Turkey seeks to treble trade with Iran

September 18, 2010 - 0:0

Turkey aims to treble its trade with Iran in the next five years, the Turkish prime minister has told businessmen at a summit aimed at lowering tariffs between the two countries.

“Our bilateral trade ties have reached $10b. When we remove the barriers to trade between ourselves, when we complete our preferential trade agreement we can reach a bilateral trade volume of $30b in five years,” said Recep Tayyip Erdogan at Thursday’s summit.
Erdogan has cultivated warmer ties with Iran at a time when sanctions imposed by the UN – reinforced by unilateral measures from the U.S. and the European Union – have deterred many governments and companies from doing business with Tehran. The prime minister is pressing Iran to ease access for Turkish business.
Samet Inanir, an adviser at the trade relations board DEIK, said of the $30b trade target: “We should consider Turkey and Iran as if they were France and Germany.”
Turkey argues that sanctions are having no effect on Iran’s nuclear ambitions and diplomacy is the only way to sway Tehran.
Erdogan’s government is committed to implementing the latest round of UN sanctions against Tehran – which it opposed in the Security Council.
But Turkey will not enforce the more wide-ranging U.S. or EU measures.

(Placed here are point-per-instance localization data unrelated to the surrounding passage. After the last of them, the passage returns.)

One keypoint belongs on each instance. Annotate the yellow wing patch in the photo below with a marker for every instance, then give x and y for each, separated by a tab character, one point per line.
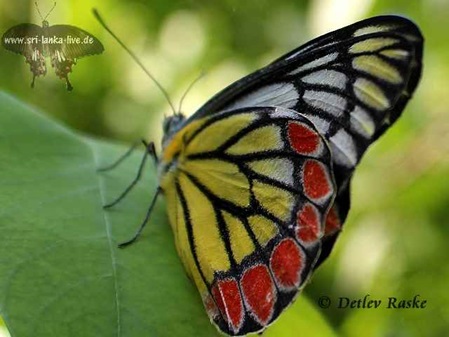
209	247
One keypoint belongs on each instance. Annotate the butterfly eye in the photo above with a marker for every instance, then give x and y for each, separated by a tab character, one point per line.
172	123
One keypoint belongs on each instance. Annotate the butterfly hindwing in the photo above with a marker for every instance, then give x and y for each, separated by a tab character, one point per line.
352	84
250	195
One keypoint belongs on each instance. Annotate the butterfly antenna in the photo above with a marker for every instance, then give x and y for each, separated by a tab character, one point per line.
200	76
38	11
164	92
40	14
51	10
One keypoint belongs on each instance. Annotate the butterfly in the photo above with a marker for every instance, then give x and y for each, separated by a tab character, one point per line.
64	44
257	181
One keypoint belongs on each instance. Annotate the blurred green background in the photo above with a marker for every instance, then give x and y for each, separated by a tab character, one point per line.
395	241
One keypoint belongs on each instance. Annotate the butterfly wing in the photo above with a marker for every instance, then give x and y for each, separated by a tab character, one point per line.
75	43
25	39
248	191
352	83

Turkish exports to Iran have risen in recent years, but Iranian sales of natural gas still accounted for 80 percent of the $10b of bilateral trade in 2008.
Many Turkish companies say that prohibitively high tariffs and barriers to investment are bigger obstacles to doing business in Iran than sanctions.
“I promise the obstacles to Turkish merchants will be lifted,” said Mohammad Reza Rahimi, Iran’s first vice-president.